Budowa CNC - odpowiedzialność i CE

Tu można porozmawiać na dowolny temat nie koniecznie związany z tematyką maszyn i CNC

Autor tematu
lolo2
Specjalista poziom 3 (min. 600)
Specjalista poziom 3 (min. 600)
Posty w temacie: 3
Posty: 703
Rejestracja: 30 paź 2009, 13:39
Lokalizacja: Global

Budowa CNC - odpowiedzialność i CE

#1

Post napisał: lolo2 » 04 lut 2013, 22:24

Witam;

Mam kilka pytań odnośnie budowy maszyn.
W ciągu ostatnimi 2 laty zbudowałem oraz wyremontowałem kilka maszyn.
min. Robota podającego blachy do pras hydraulicznych (zrobiony od zera), wiertarkę z podajnikiem, 2 piły taśmowe - wyremontowałem i nowe sterowanie PLC zrobiłem. Teraz buduję linię FMS do wycinarki laserowej.

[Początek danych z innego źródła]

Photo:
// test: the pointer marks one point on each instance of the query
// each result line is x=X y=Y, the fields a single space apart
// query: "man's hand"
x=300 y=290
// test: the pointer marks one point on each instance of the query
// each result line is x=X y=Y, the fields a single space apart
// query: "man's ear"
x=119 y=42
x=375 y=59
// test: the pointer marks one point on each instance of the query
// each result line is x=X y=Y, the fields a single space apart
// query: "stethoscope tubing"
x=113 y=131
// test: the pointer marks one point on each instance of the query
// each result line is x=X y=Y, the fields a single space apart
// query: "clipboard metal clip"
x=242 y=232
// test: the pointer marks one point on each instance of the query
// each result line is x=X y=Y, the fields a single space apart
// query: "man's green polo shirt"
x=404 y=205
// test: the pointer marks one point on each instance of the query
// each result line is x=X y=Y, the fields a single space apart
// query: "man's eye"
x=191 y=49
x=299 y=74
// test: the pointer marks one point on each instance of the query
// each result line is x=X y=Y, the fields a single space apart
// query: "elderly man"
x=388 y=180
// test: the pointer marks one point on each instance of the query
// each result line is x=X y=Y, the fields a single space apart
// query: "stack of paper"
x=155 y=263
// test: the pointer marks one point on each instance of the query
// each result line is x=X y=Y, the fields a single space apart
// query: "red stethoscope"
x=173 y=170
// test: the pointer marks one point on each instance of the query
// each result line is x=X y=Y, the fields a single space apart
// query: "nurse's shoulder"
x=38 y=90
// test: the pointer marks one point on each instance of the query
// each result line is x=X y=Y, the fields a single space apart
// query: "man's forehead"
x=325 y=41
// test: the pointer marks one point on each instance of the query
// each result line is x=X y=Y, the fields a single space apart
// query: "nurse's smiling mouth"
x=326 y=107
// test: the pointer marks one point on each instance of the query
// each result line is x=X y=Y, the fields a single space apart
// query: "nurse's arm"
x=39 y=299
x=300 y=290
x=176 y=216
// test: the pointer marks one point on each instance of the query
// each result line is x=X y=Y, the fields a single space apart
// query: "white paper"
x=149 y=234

Teraz pytanie co się stanie, jak jedna z tych maszyn zrobi komuś krzywdę?
Co mi za to grozi, bo zapewne zleceniodawca jak i cała reszta przed sądem wyjawi producenta maszyny, czyli mnie.

Jak tworzę nową maszynę, jakie papiery powinienem dla niej załatwić? CE jak to uzyskać? Wymagany jest znak CE? jakieś papiery związane z BHP? Oznaczenia? Kiedy mogę legalnie sprzedać taką maszynę własnej roboty?

Żeby także żadna ubezpieczalnia się nie przyczepiła do moich maszyn, żebym nie musiał czasem komuś dożywotniej renty płacić.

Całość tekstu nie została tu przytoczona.